Interest in the theoretical work of Karl Korsch has grown as part of the wider expansion of interest in Marxist theory that has occurred in the past decade. Often assimilated to Lukács, with whom he has definite theoretical affinities, Korsch in many important ways differs from the Hungarian theorist. The most profound difference is the divergent political choice that the two made in the mid-1920s: Lukács remained in general loyal to the Comintern while Korsch broke with the Communist Party. This difference has also affected the later ‘rediscovery’ of these two theorists’ writings. Lukács continued to write and act as a prominent if controversial member of the Hungarian Party and expressed himself on a variety of theoretical and political issues until his death in 1971. Korsch’s later theoretical and political positions are less available and less direct and it is often hard to chart the course that his thinking took, especially after his emigration to the USA in 1936. This relative obscurity of his later work and his death in 1961 before the revived interest in Korsch have also meant that the intellectual and biographical background to his earlier work has been little explored.

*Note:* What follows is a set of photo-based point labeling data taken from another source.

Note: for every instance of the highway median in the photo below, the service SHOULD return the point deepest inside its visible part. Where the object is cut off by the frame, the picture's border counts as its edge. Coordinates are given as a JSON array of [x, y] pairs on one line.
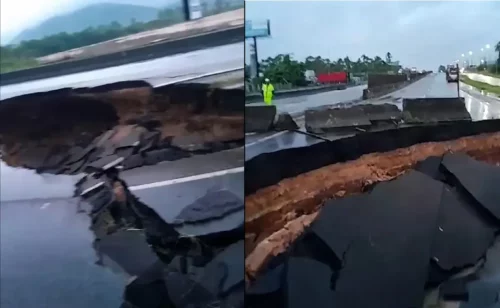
[[193, 42], [256, 97], [484, 88]]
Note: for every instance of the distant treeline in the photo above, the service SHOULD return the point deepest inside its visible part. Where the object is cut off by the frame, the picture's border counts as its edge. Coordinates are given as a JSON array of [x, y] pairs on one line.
[[284, 69], [14, 57]]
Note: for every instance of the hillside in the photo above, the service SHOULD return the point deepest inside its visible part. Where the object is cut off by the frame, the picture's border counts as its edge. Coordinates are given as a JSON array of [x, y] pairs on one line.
[[89, 16]]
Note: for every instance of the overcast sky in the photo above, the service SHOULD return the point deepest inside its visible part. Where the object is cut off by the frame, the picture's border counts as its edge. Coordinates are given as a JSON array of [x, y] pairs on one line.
[[17, 15], [421, 34]]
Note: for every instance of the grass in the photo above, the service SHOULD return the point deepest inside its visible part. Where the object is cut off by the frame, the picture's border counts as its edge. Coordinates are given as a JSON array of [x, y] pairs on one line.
[[481, 85], [487, 73], [11, 64]]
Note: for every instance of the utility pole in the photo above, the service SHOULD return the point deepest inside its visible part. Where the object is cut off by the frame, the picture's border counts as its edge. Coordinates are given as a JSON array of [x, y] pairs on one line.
[[186, 10], [256, 55]]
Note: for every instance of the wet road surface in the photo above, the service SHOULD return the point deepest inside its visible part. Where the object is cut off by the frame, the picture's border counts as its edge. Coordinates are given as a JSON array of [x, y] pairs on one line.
[[479, 106], [46, 246], [297, 105], [157, 71]]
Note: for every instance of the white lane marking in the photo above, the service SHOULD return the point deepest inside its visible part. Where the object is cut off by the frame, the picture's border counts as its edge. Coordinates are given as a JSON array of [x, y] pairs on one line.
[[220, 72], [188, 179], [265, 138]]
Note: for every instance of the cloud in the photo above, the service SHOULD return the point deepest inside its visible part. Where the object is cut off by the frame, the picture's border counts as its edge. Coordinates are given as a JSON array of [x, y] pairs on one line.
[[17, 15], [421, 34]]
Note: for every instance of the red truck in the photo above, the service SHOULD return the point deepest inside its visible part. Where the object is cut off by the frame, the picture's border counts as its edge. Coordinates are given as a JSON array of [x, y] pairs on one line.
[[334, 77]]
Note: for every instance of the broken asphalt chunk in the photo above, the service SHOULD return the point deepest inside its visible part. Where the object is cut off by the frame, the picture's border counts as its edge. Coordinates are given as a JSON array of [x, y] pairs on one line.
[[388, 261], [335, 224], [226, 271], [335, 118], [124, 151], [148, 290], [456, 289], [213, 205], [481, 180], [133, 161], [462, 236], [104, 163], [285, 122], [127, 250], [150, 141], [431, 167], [435, 110], [156, 156]]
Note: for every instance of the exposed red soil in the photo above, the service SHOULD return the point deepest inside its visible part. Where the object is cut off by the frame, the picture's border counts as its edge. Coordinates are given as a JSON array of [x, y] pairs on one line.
[[277, 215]]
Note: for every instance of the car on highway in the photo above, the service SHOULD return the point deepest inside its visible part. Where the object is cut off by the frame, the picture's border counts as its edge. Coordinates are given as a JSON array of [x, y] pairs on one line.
[[452, 74]]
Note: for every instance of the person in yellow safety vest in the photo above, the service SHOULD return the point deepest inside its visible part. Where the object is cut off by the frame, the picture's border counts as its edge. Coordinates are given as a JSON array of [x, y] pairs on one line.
[[267, 92]]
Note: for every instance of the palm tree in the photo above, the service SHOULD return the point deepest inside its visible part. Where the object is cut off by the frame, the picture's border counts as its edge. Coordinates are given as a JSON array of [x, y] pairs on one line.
[[388, 57], [497, 49]]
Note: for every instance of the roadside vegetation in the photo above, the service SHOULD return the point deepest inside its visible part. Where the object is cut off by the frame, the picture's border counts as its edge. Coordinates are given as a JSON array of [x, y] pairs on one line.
[[24, 54], [284, 70], [481, 85]]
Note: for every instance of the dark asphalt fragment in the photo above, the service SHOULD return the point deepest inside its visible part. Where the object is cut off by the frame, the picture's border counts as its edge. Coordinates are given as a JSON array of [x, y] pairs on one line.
[[463, 235], [309, 284], [156, 156], [215, 204], [432, 167], [456, 289], [479, 179], [131, 237]]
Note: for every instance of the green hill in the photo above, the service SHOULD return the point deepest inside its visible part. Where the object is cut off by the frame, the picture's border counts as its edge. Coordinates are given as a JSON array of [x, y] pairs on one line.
[[89, 16]]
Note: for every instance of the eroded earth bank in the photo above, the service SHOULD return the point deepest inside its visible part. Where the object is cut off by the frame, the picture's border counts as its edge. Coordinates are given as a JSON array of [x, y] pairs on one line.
[[377, 220], [194, 259], [64, 130]]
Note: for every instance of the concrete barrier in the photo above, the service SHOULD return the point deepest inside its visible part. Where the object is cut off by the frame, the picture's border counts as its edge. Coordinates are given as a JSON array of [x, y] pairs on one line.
[[257, 97], [434, 110], [484, 79], [382, 90], [329, 119], [169, 48], [377, 80], [259, 119], [323, 120]]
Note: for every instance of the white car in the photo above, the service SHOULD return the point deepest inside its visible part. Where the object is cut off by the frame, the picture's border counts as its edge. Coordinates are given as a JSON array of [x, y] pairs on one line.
[[452, 74]]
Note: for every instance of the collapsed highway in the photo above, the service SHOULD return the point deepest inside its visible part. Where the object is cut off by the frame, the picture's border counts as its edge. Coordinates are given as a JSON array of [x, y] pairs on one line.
[[351, 207], [107, 175]]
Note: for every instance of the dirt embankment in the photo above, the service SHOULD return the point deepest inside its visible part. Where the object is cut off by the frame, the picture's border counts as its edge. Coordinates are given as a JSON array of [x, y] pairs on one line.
[[37, 126], [277, 215]]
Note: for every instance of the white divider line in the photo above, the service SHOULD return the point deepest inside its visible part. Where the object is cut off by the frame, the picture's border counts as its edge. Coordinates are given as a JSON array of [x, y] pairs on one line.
[[200, 76], [265, 138], [188, 179]]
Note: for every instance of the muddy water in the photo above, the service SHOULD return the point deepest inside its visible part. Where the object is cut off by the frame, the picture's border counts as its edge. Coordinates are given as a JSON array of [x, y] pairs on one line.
[[24, 184]]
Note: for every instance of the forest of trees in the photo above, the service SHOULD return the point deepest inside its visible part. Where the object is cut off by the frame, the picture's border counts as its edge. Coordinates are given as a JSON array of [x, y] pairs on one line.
[[23, 55], [284, 69]]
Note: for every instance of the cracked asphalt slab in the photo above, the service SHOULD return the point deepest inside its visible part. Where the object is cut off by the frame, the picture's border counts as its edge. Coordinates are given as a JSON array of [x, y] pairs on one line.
[[105, 265], [386, 243], [450, 230], [479, 106], [54, 244]]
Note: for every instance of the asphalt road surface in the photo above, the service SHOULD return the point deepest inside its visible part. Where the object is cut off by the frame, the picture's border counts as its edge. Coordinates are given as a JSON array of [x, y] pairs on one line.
[[46, 254], [298, 104], [157, 72], [479, 106]]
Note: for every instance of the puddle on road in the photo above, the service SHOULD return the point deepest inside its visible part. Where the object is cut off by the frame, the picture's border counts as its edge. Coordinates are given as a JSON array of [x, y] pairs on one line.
[[24, 184]]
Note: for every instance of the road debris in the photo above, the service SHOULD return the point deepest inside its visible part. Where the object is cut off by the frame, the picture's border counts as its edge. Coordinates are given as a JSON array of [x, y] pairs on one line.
[[70, 131], [397, 222], [131, 238]]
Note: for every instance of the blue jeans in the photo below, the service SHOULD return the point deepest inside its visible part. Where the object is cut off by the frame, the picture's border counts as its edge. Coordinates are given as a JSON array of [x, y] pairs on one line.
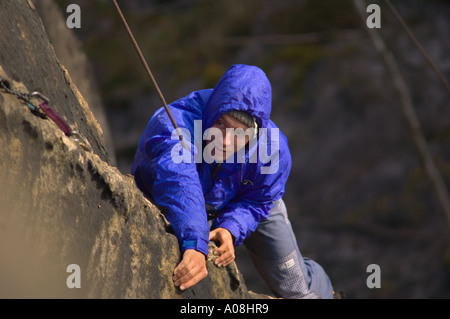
[[274, 252]]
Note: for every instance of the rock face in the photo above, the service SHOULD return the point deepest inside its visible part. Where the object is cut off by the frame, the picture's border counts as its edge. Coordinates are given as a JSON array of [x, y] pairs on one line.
[[61, 205]]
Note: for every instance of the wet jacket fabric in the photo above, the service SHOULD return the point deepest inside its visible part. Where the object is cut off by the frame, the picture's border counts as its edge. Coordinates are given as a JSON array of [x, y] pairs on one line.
[[239, 192]]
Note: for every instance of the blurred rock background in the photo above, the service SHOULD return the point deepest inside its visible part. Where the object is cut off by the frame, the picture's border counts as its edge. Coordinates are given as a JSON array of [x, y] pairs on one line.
[[358, 193]]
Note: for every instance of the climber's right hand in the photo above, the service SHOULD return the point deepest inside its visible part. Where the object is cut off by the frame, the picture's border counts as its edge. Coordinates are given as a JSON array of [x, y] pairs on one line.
[[190, 270]]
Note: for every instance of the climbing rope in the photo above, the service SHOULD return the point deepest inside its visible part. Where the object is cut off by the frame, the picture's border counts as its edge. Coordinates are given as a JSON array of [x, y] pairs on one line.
[[43, 110], [149, 73]]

The interview that we publish here with Dr Hedda Korsch illuminates the personal background to Korsch’s political and theoretical career, vividly evoking the German cultural context from which he came. She and Korsch were married before the First World War and joined the KPD in 1920. During the Weimar Republic she worked as a teacher in experimental schools and was employed in the Soviet Trade Mission in Berlin until the KPD leaders had her dismissed because of her relationship to Korsch. In the late 1920s and early 1930s she taught in the Karl-Marx-Schule in Berlin and left Germany in 1933 after the Nazi seizure of power. She now lives at Fort Lee, New Jersey, where the following interview was recorded in September 1972.